A physical mechanism a priori reveals how many examples in deep learning are required to achieve a desired test accuracy. It surprisingly indicates that learning each example once is almost equivalent to learning examples repeatedly.
Credit: Prof. Ido Kanter, Bar-Ilan University
Current research and applications in the field of artificial intelligence (AI) include several key challenges. These include: (a) A priori estimation of the required dataset size to achieve a desired test accuracy. For example, how many handwritten digits does a machine have to learn before being able to predict a new one with a success rate of 99%? Similarly, how many specific types of circumstances does an autonomous vehicle have to learn before its reaction will not lead to an accident? (b) The achievement of reliable decision-making under a limited number of examples, where each example can be trained only once, i.e., observed only for a short period. This type of realization of fast on-line decision making is representative of many aspects of human activity, robotic control and network optimization.

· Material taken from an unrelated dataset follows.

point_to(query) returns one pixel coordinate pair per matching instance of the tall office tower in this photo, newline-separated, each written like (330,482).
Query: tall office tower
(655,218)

In an article published today in the journal Scientific Reports, researchers show how these two challenges are solved by adopting a physical concept that was introduced a century ago to describe the formation of a magnet during a process of iron bulk cooling.
Using a careful optimization procedure and exhaustive simulations, a group of scientists from Bar-Ilan University has demonstrated the usefulness of the physical concept of power-law scaling to deep learning. This central concept in physics, which arises from diverse phenomena, including the timing and magnitude of earthquakes, Internet topology and social networks, stock price fluctuations, word frequencies in linguistics, and signal amplitudes in brain activity, has also been found to be applicable in the ever-growing field of AI, and especially deep learning.
“Test errors with online learning, where each example is trained only once, are in close agreement with state-of-the-art algorithms consisting of a very large number of epochs, where each example is trained many times. This result has an important implication on rapid decision making such as robotic control,” said Prof. Ido Kanter, of Bar-Ilan’s Department of Physics and Gonda (Goldshmied) Multidisciplinary Brain Research Center, who led the research. “The power-law scaling, governing different dynamical rules and network architectures, enables the classification and hierarchy creation among the different examined classification or decision problems,” he added.
“One of the important ingredients of the advanced deep learning algorithm is the recent new bridge between experimental neuroscience and advanced artificial intelligence learning algorithms,” said PhD student Shira Sardi, a co-author of the study. Our new type of experiments on neuronal cultures indicate that an increase in the training frequency enables us to significantly accelerate the neuronal adaptation process. “This accelerated brain-inspired mechanism enables building advanced deep learning algorithms which outperform existing ones,” said PhD student Yuval Meir, another co-author.
The reconstructed bridge from physics and experimental neuroscience to machine learning is expected to advance artificial intelligence and especially ultrafast decision making under limited training examples as to contribute to the formation of a theoretical framework of the field of deep learning.